September 23, 2011
Deterring attackers in cyberspace
By Retired Lt. Gen. Harry Raduege
Is America at war in cyberspace? In the face of increasingly brazen cyber attacks against our country, the Obama administration established the first military command devoted to cyberspace, U.S. Cyber Command, in 2010. And the Pentagon has issued a new declaratory policy in which the United States announced that it reserves the right to respond to cyberattacks with conventional weapons. It sounds a lot like war. But is it?
Today, America is most certainly engaged in what amounts to a cyber "cold war." We face a daily barrage of low-level "tactical" strikes in which foreign adversaries attack our computer networks, often using proxies in cyberspace — much as the United States and the Soviet Union engaged in low-level combat using proxies in Africa and Latin America during the Cold War of the 20th century. In some cases, these attacks escalate into what our military calls operational-level engagements — decisive attacks or incidents that gain front-page attention in the news (such as the Stuxnet virus that attacked Iran's nuclear program) but do not significantly alter the daily lives of Americans.
The real danger is the prospect that an enemy could one day launch a strategic-level attack in cyberspace — one that causes large-scale death, destruction, damage, disruption or devastating economic loss for our country. A sophisticated cyberattack targeting our power grid, telecommunications, banking or transportation systems that could one day cause damage was once the province of conventional weapons. Such a strategic attack could prompt the president to order retaliatory action — turning today's cyber "cold war" into a hot war.
Such a strategic attack in cyberspace has not yet occurred — and preventing one should be the top priority of our nation's cyberdefense policy. We can do so the same way we ensured that the Soviet Union never used its massive nuclear arsenal to cause catastrophic damage to our country: by establishing an effective framework for deterrence.
During the Cold War, the U.S. built a "strategic triad" of land, sea and airborne nuclear weapons that deterred a Soviet attack using weapons of mass destruction. In the digital age, we need a cybersecurity triad to deter attacks on our information networks using weapons of mass disruption.
The first leg of this new triad is resilience.

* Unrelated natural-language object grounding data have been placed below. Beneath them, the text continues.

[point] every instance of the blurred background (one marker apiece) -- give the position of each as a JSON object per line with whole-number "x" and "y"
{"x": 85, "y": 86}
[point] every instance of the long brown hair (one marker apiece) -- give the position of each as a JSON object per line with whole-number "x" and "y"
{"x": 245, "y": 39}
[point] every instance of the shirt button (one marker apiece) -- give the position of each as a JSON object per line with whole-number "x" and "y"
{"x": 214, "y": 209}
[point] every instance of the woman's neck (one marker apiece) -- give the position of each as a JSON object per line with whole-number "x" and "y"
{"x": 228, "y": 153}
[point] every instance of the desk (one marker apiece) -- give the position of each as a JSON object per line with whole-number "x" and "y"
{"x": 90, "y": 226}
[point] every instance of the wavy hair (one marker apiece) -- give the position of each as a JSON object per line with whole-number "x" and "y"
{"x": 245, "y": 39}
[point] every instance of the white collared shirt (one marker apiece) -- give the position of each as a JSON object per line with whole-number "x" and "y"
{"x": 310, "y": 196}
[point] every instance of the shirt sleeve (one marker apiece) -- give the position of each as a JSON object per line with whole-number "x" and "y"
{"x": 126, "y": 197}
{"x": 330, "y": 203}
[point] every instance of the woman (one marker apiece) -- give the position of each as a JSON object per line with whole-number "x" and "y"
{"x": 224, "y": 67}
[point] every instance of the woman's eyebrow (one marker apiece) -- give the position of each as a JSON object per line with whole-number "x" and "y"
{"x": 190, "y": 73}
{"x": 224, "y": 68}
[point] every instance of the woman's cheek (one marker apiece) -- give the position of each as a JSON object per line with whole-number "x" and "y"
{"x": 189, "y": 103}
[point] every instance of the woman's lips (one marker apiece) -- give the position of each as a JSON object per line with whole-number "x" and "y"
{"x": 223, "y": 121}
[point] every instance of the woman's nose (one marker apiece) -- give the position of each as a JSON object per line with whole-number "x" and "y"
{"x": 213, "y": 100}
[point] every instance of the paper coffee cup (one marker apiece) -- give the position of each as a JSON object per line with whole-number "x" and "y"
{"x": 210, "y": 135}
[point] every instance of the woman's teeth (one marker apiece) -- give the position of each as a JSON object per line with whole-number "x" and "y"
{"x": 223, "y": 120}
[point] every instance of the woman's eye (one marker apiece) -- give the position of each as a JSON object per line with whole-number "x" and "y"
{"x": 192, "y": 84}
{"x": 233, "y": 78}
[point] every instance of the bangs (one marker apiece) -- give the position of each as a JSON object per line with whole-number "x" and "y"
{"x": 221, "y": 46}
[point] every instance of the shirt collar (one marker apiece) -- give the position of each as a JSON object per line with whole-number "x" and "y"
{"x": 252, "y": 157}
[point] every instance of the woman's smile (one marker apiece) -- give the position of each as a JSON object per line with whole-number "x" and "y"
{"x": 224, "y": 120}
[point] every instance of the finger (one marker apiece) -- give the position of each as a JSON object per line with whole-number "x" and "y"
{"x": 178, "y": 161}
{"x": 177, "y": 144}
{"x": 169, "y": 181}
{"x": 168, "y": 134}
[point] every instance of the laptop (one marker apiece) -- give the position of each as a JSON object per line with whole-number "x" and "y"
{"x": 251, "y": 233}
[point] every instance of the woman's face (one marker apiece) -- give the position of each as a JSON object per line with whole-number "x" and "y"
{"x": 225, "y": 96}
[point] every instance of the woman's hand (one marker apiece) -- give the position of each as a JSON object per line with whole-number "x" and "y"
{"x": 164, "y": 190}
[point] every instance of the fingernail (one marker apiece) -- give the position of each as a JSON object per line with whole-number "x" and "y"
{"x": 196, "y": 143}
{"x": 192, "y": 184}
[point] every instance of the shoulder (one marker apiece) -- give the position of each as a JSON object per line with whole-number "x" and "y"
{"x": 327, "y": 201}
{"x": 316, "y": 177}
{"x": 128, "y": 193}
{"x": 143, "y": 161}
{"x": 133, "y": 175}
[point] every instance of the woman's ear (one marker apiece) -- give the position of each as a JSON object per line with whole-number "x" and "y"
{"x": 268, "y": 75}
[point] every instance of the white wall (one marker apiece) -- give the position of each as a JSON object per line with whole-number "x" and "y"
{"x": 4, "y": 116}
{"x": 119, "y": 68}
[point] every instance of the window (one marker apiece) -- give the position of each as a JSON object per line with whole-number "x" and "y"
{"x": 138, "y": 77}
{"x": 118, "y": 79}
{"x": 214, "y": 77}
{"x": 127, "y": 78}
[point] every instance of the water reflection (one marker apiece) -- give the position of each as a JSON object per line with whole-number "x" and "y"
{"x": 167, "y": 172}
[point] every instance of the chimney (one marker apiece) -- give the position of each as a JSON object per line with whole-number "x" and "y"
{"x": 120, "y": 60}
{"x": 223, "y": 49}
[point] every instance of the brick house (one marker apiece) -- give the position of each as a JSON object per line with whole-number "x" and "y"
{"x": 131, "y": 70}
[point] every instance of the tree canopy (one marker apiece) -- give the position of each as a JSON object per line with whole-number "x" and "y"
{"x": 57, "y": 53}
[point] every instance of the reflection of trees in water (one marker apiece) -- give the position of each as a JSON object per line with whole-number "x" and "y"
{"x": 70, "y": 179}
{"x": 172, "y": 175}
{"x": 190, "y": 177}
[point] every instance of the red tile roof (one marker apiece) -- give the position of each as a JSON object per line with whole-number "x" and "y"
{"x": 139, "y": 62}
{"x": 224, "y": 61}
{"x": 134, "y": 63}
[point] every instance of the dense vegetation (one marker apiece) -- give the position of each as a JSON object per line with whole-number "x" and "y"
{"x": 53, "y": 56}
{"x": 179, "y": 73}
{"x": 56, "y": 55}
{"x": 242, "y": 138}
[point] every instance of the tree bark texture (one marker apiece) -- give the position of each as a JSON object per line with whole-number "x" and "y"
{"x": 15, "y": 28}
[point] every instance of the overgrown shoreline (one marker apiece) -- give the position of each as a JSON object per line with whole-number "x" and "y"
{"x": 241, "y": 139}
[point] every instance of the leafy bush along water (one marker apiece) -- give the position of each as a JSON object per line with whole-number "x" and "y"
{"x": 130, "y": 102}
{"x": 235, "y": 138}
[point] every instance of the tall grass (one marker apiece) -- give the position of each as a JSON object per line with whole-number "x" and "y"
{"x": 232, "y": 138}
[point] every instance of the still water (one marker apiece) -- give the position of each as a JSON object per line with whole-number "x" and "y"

During the Cold War, our adversaries knew that a nuclear first strike was futile, because if they hit our land-based missiles, we still had missiles at sea and in the air with which to retaliate. We must build similar resilience into our information systems so adversaries know they cannot cripple the U.S. economy or military. If our networks are resilient and terrorists or other adversaries find they can cause no devastating negative impact, that is a deterrent in itself.
The second leg of the new cybersecurity triad is recognition. One of the reasons cyberattacks are so attractive today is that it is extremely difficult to identify the ultimate source of the attack. We need to improve our ability to trace cyberattacks and identify the culprits. If foreign enemies can attack our information networks without fingerprints, they can attack without consequences, and that means they cannot be deterred.
The third leg is retaliation. Our enemies must know that America can launch counterstrikes in cyberspace that can cripple their information networks if they dare to threaten ours. Unfortunately, as Gen. James Cartwright, vice chairman of the Joint Chiefs of Staff, recently explained, we are currently devoting nearly 90 percent of our attention toward building better firewalls and only 10 percent on retaliatory capabilities. Gen. Cartwright said a better strategy would be the reverse.
Moreover, our enemies must understand that America cannot limit its response to cyberspace. Cyberspace is a domain, just like land, sea, air and space. Today, if the United States is attacked at sea, our military does not limit itself to retaliating at sea. We reserve the right to reply in other domains. The same is now true of an attack in cyberspace. If we can trace the source of a cyberattack to a cave in the Hindu Kush mountains, America's response could come in the form of a hellfire missile.
At the start of the nuclear age, the United States developed the doctrine and capabilities that successfully deterred the USSR from using its nuclear arsenal against us. Now, at the start of the cyberspace age, we must develop the doctrine and capabilities to deter would-be attackers from wreaking destruction or disruption on our country from cyberspace.
Raduege is a retired lieutenant general of the Air Force and former co-chairman of the Commission on Cyber Security for the 44th Presidency. He is currently a senior counselor of The Cohen Group and chairman of the Deloitte Center for Cyber Innovation.